Identity politics refers to the phenomenon of people identifying themselves with particular political positions and viewing everything in terms of those positions, as for or against those positions. Identity politics can be corrosive. For example, when citizens of a country see themselves as belonging to particular states, castes or religions rather than as belonging to their country, such identity politics corrodes that country’s fabric.

This corrosive effect of identity politics can spread even to spiritual texts. In modern India, which is haunted by the specter of the discriminatory caste system, some people from the lower castes deride the Bhagavad-gita as a tool devised by the brahmanas to dominate society.

Actually however, the Bhagavad-gita is a timeless wisdom-text for helping all people to realize their essential identity as souls, thereby transcending their affiliation to any particular social group. And even when it discusses the division of labor in society that has distorted into the caste system, it stresses (04.13) that such division should be based on qualities and activities or, in today’s parlance, on attitudes and aptitudes. With extraordinary inclusiveness, the Gita (18.45) declares that everyone can attain perfection by doing their own duties, thus implying that spirituality is not any particular social group’s monopoly.

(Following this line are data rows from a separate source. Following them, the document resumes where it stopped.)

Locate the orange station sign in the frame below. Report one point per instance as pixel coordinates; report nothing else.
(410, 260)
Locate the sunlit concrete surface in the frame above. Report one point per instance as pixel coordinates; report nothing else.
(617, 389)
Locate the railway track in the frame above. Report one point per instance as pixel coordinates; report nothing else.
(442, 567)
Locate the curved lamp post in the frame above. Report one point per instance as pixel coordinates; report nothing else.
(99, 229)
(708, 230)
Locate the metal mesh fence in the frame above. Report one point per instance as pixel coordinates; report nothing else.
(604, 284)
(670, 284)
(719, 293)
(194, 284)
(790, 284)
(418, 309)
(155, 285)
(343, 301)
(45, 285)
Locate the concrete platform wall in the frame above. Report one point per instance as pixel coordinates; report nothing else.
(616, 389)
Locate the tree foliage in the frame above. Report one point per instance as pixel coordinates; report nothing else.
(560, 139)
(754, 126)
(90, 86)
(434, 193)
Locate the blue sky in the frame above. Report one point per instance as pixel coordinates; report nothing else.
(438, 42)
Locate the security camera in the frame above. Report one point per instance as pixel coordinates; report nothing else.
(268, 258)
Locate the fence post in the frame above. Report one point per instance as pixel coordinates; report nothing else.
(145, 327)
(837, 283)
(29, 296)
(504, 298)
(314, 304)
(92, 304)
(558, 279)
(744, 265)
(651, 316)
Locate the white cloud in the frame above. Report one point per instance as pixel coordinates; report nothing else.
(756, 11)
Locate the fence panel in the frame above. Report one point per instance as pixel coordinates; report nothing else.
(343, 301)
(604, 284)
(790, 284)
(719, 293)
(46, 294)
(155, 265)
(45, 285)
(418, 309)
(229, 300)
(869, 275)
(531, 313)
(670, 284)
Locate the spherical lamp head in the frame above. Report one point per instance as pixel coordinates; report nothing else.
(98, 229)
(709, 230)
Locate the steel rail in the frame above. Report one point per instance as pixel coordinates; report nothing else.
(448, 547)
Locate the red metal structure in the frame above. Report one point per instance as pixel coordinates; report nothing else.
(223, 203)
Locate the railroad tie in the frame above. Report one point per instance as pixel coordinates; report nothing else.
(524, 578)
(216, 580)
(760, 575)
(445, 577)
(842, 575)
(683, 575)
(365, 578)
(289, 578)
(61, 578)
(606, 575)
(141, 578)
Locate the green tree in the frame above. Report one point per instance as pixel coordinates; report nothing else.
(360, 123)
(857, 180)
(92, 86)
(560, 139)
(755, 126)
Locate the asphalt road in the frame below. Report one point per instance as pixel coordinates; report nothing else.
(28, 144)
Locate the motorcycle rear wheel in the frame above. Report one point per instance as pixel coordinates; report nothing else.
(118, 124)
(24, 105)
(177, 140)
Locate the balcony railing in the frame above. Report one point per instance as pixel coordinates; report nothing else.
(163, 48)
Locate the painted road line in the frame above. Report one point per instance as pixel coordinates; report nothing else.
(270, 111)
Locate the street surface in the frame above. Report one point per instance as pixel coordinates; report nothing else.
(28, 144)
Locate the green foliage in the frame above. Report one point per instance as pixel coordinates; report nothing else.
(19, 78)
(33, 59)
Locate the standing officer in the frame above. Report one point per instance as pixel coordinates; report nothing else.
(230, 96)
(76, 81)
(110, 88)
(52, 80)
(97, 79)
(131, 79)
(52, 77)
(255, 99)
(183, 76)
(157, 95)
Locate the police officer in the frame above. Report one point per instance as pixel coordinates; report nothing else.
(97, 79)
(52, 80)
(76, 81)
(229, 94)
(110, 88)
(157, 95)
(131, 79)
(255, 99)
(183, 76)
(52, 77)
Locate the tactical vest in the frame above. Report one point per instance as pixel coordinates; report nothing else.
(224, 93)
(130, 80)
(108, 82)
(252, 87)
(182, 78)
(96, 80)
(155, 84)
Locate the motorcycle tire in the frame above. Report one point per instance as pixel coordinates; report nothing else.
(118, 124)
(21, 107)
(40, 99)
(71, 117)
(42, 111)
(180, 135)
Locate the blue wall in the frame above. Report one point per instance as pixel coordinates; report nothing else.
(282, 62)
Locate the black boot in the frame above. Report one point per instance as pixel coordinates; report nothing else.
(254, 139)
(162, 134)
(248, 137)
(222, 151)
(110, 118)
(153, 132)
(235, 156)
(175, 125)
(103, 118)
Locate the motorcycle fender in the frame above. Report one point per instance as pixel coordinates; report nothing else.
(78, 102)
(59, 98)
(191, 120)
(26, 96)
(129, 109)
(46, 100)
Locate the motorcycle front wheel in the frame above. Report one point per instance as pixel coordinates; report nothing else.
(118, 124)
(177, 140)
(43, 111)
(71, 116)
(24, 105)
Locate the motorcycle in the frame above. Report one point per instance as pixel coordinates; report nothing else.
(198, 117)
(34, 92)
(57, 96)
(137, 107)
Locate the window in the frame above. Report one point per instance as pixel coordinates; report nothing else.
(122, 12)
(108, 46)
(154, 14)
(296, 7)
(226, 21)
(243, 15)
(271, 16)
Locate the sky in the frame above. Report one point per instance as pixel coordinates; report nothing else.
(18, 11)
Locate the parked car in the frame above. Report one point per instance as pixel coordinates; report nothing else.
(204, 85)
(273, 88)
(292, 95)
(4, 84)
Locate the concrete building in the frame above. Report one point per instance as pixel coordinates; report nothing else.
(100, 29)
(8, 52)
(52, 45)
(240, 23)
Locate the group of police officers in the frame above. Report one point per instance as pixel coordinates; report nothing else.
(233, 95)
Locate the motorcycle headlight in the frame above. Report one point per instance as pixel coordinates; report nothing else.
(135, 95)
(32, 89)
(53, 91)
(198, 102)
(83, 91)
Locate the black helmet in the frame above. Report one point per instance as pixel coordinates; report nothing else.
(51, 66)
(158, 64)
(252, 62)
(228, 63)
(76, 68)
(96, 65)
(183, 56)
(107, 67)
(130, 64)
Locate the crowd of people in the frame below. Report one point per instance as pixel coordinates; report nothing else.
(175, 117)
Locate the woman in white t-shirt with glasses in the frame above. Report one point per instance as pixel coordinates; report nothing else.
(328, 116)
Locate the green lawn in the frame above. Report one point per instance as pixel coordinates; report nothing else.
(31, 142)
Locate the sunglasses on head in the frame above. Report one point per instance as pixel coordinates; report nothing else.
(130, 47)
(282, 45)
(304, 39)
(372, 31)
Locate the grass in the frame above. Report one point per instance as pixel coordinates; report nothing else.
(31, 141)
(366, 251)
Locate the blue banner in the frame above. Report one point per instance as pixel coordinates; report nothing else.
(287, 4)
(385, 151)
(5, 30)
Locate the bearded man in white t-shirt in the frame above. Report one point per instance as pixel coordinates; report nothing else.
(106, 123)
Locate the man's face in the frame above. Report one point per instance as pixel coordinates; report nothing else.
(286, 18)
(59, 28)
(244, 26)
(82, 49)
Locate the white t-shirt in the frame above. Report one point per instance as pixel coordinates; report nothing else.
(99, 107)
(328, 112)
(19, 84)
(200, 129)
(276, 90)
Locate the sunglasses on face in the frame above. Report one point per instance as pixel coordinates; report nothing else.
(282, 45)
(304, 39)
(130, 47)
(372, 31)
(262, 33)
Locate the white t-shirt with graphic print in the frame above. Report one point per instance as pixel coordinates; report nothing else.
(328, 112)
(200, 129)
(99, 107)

Over the centuries, the Gita’s social division degenerated into the discriminatory caste system because people neglected the Gita. If they had followed it, they would have been both engaged and elevated: engaged materially in vocations compatible with their natures, and elevated spiritually towards higher happiness.

If people open their minds to the Gita and associate with those living the Gita, they will see through the blinders that identity politics has placed on them. Then, they will appreciate the Gita’s non-sectarian gift for all of humanity: the knowledge and the process to realize and relish our spiritual identity.